I am convinced that in Alice and her life we can discern a new way of building and making social sciences. She was a silent institution-builder of social sciences in India. For more than five decades, she discussed and debated personally many of the categories concepts and theories on Indian economy, society and polity. Her home in Paris became a salon where friends and colleagues met to discuss the contemporary issues besetting India. These discussions were continued in India, in Bombay at Jyotiben Trivedi’s home, in Delhi at IIC and in Calcutta at Ashok Mitra’s home. Additionally, Alice gave a lot of energy and time in identifying potential good scholars as she went visiting research institutes and University department, asking them and sometimes pushing them to rethink in new ways how to engage with their own research, reading their first drafts, introducing to them other scholars, and comparative research papers from other parts of the world, and then ensuring these be published as journal articles and books. Krishna Raj once told me that he considered Alice the best copy editor!.

She herself was unaware of this project that she was undertaking.

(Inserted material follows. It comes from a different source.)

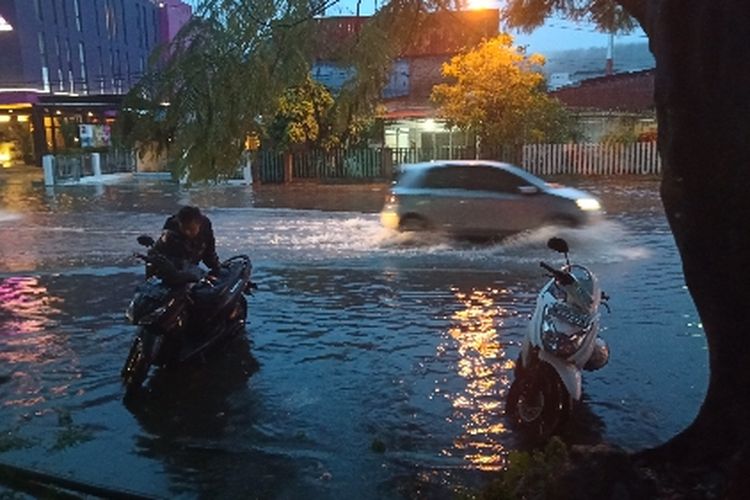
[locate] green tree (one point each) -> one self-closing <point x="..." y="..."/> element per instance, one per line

For, in an interview, for the Festschrift that we presented to her (Thinking Social Science in India, 2002) Alice mentioned very embarrassedly that she has not kept a comprehensive bibliography of her writings, though ‘others have ones which flow into pages’. However, knowledge construction takes place in many ways not only through impressive curriculum vitae, which we all know she had. This takes places in big ways, through setting up of organizations and introduction of thematic sections in journals and writing of books. It also takes place in small ways by encouraging would-be academics and scholars to explore and give form to new ideas. Alice’s significant contribution to the social sciences is to convert the personal relationships into creating a public sphere for the growth of critical thinking.

I met Alice a few days before she passed away. I was in Paris on the 18 and 19th August and stayed with her. I was on my way back from the US where I had attended two conferences. Despite being weighed down by physical difficulties she was interested in engaging with me and debating my arguments in these papers. As was her nature, she insisted I invite one colleague from Paris, whom I had met in one of the meetings. Over tea and cakes, she vigorously defended the argument that in France inequalities were on the rise. As I kissed her goodbye the next day, she reminded me to send her my papers of the conference. On Monday night, she was taken to the hospital with breathing difficulties and passed away on Wednesday morning at 11.30 am. Alice went as she lived-an intellectual who was committed to learn about the world and interpret it.